I'm not even sure that AUCTeX has code to deal with a .tex file which
already contains \usepackage[]{inputenc}.  The only thing I'm aware
of is when you type 'C-c C-m usepackage RET inputenc RET ENC RET' that
AUCTeX changes the file encoding acc. to chose ENC.

> So, here is my request: would it be possible that, for the detection of
> the real encoding of the file, AUCTeX relies not on the `inputenc`
> package option, but rather on the Emacs heuristics and that, in case of
> discrepancy between the two, it issues a warning?

Have a look at the variable `file-coding-system-alist'.  If you don't
want automatic conversion based on 'inputenc', remove the entry

 ("\\.\\(tex\\|ltx\\|dtx\\|drv\\)\\'" . latexenc-find-file-coding-system)

Maybe that helps.

Best, Arash




Re: Encoding trouble

2022-02-01 Thread Ikumi Keita
Hi Denis,

> Denis Bitouzé  writes:
> Let me explain myself: I had a LaTeX file encoded in latin1 that
> I wanted to encode in UTF-8. I used an external tool, in this case
> `utrac`, which confirmed the starting (latin1) and ending (UTF-8)
> encoding. But, when I opened this file in Emacs with AUCTeX enabled, the
> accented characters were wrong and it was only when I saw that the file
> contained `usepackage[latin1]{inputenc}` that I understood where the
> problem came from: changing it in `usepackage[utf8]{inputenc}` solved
> it.

> So, here is my request: would it be possible that, for the detection of
> the real encoding of the file, AUCTeX relies not on the `inputenc`
> package option, but rather on the Emacs heuristics and that, in case of
> discrepancy between the two, it issues a warning?

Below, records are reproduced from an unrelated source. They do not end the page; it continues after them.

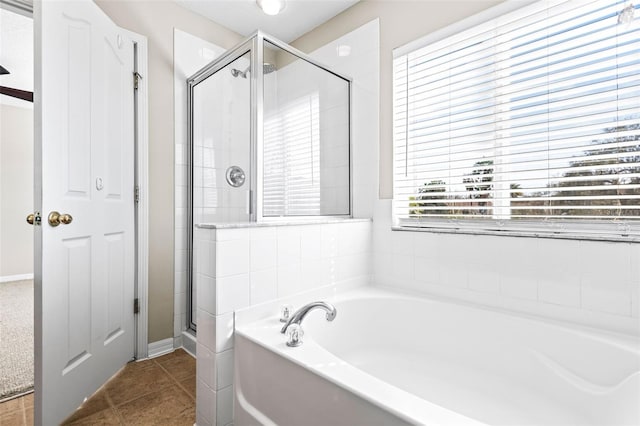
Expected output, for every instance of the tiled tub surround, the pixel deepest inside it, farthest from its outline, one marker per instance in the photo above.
(247, 264)
(592, 283)
(190, 54)
(436, 362)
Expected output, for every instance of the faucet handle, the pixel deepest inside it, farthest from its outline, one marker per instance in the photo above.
(294, 335)
(285, 312)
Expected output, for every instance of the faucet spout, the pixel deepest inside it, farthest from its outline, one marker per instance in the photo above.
(299, 315)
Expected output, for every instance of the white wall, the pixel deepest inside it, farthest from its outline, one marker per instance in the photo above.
(238, 268)
(157, 20)
(16, 192)
(586, 282)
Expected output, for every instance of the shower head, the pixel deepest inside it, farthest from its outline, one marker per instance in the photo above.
(267, 68)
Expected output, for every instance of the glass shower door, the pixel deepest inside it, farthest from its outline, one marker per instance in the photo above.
(220, 150)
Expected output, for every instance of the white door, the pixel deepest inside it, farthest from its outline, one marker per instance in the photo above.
(84, 144)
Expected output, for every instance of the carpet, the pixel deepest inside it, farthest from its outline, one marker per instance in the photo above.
(16, 338)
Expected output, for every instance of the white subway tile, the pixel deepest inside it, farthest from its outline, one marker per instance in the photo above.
(427, 270)
(310, 243)
(262, 233)
(612, 297)
(206, 368)
(232, 257)
(402, 243)
(224, 332)
(232, 293)
(224, 406)
(224, 369)
(311, 273)
(205, 404)
(232, 234)
(328, 241)
(329, 271)
(484, 279)
(264, 285)
(426, 245)
(206, 293)
(177, 324)
(455, 274)
(206, 329)
(289, 280)
(402, 266)
(288, 242)
(263, 253)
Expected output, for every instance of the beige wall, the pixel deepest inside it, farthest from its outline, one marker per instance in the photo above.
(400, 22)
(156, 20)
(16, 190)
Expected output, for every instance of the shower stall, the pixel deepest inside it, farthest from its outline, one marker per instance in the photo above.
(269, 139)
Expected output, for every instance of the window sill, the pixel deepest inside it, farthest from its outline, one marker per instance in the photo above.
(564, 235)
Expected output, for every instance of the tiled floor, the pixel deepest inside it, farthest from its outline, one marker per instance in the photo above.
(159, 391)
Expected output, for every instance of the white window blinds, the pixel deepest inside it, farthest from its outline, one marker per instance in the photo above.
(531, 119)
(292, 159)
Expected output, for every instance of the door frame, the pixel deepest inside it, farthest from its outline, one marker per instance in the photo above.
(141, 126)
(141, 165)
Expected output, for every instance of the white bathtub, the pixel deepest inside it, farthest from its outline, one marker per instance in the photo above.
(388, 359)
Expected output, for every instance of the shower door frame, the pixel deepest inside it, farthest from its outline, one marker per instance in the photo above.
(254, 45)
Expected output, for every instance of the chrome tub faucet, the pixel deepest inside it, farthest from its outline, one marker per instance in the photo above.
(293, 325)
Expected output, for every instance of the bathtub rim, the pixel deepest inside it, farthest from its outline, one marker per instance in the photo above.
(259, 324)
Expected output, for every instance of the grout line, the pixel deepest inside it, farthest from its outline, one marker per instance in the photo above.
(176, 381)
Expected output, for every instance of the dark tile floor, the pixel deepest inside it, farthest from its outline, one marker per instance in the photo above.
(159, 391)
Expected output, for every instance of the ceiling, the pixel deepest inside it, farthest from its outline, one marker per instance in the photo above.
(245, 17)
(16, 53)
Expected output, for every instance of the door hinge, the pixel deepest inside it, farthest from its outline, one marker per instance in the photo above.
(136, 79)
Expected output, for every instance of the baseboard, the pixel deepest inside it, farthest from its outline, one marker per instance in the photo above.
(189, 342)
(161, 347)
(21, 277)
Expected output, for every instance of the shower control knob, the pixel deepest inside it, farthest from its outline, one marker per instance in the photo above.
(235, 176)
(294, 335)
(285, 312)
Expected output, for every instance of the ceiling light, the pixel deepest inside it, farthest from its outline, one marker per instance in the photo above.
(271, 7)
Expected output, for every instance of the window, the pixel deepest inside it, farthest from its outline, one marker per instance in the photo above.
(292, 159)
(529, 121)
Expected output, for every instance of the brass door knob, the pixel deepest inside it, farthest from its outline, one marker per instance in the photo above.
(56, 218)
(34, 218)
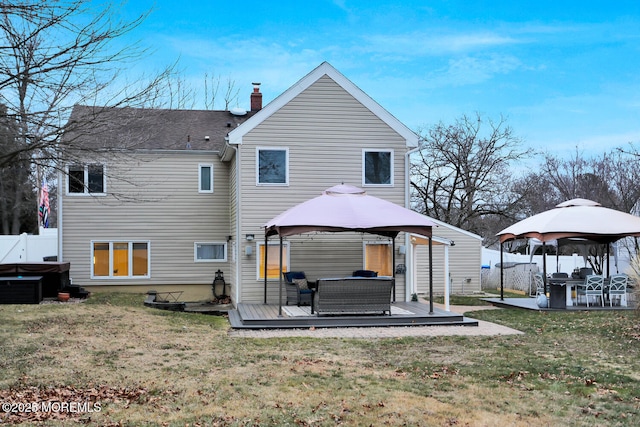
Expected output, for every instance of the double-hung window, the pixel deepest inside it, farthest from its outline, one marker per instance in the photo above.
(86, 179)
(272, 166)
(119, 259)
(205, 178)
(377, 167)
(210, 252)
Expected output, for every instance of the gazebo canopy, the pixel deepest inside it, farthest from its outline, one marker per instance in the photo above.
(348, 208)
(577, 218)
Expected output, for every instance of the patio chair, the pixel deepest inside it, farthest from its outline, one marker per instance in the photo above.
(365, 273)
(539, 282)
(541, 296)
(297, 288)
(618, 289)
(593, 287)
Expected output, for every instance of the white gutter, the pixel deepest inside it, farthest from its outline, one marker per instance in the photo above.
(238, 216)
(409, 257)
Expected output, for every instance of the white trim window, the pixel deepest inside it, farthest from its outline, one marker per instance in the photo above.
(86, 179)
(205, 178)
(118, 259)
(377, 168)
(210, 252)
(272, 166)
(273, 260)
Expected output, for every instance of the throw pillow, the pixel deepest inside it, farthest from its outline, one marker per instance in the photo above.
(302, 283)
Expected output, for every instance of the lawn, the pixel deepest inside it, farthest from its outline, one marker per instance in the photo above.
(121, 363)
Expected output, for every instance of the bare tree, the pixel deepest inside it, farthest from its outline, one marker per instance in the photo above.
(54, 54)
(16, 189)
(463, 173)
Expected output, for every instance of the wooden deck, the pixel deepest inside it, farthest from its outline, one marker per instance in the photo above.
(530, 304)
(262, 316)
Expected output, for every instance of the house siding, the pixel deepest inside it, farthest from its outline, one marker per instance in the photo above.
(325, 130)
(157, 202)
(464, 263)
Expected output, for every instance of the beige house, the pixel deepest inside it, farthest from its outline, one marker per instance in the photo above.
(167, 198)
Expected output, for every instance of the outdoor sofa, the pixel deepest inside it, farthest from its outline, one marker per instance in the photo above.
(353, 295)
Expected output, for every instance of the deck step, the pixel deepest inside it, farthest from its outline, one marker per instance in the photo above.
(254, 316)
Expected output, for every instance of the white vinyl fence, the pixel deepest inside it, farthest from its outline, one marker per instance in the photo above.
(29, 248)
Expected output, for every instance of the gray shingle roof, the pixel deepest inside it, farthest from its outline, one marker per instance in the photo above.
(150, 129)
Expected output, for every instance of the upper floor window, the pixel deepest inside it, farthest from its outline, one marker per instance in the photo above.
(377, 167)
(272, 166)
(86, 179)
(205, 178)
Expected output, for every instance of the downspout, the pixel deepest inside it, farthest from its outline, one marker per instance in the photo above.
(59, 198)
(238, 216)
(409, 260)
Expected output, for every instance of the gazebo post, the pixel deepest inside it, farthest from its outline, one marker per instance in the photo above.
(544, 266)
(501, 271)
(430, 275)
(266, 252)
(280, 281)
(393, 266)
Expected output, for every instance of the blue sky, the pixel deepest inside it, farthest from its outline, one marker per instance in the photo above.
(565, 74)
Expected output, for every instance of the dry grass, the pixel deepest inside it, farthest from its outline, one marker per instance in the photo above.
(153, 367)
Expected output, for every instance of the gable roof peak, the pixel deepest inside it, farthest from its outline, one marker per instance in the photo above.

Maybe the following two commands might help.
1. C-x RET r
,
|If you visit a file with a wrong coding system, you can correct this
| with ‘C-x  r’ (‘revert-buffer-with-coding-system’).  This visits
| the current file again, using a coding system you specify.
`

2. C-x RET c
,
|Another way to specify the coding system for a file is when you visit
| the file.  First use the command ‘C-x  c’
| (‘universal-coding-system-argument’); this command uses the minibuffer
| to read a coding system name.  After you exit the minibuffer, the
| specified coding system is used for _the immediately following command_.
| 
|So if the immediately following command is ‘C-x C-f’, for example, it
| reads the file using that coding system (and records the coding system
| for when you later save the file).  Or if the immediately following
| command is ‘C-x C-w’, it writes the file using that coding system.  When
| you specify the coding system for saving in this way, instead of with
| ‘C-x  f’, there is no warning if the buffer contains characters
| that the coding system cannot handle.
| 
|Other file commands affected by a specified coding system include
| ‘C-x i’ and ‘C-x C-v’, as well as the other-window variants of ‘C-x
| C-f’.  ‘C-x  c’ also affects commands that start subprocesses,
| including ‘M-x shell’ (*note Shell::).  If the immediately following
| command does not use the coding system, then ‘C-x  c’ ultimately
| has no effect.
`
(both quoted from info node "(emacs) Text Coding")

Regards,
Ikumi Keita



Re: Encoding trouble

2022-01-30 Thread David Kastrup
David Kastrup  writes:

> Denis Bitouzé  writes:
>
>> Le 30/01/22 à 15h52, David Kastrup a écrit :
>>
>>> That would be pretty annoying for people working with any Latin-x
>>> encoding other than Latin-1 (or in general, any encoding not in Emacs
>>> default autodetection set).
>>
>> In case of encoding Emacs cannot detect, AUCTeX would rely of the
>> `inputenc` option.

That does not even make sense since all of the Latin-x options are the
same in autodetection.  They cannot be distinguished since they use the
same code points.

Essentially, a Latin-1 user would get every Latin-x except Latin-1
displayed wrongly.  And the same for Latin-2 users and so on.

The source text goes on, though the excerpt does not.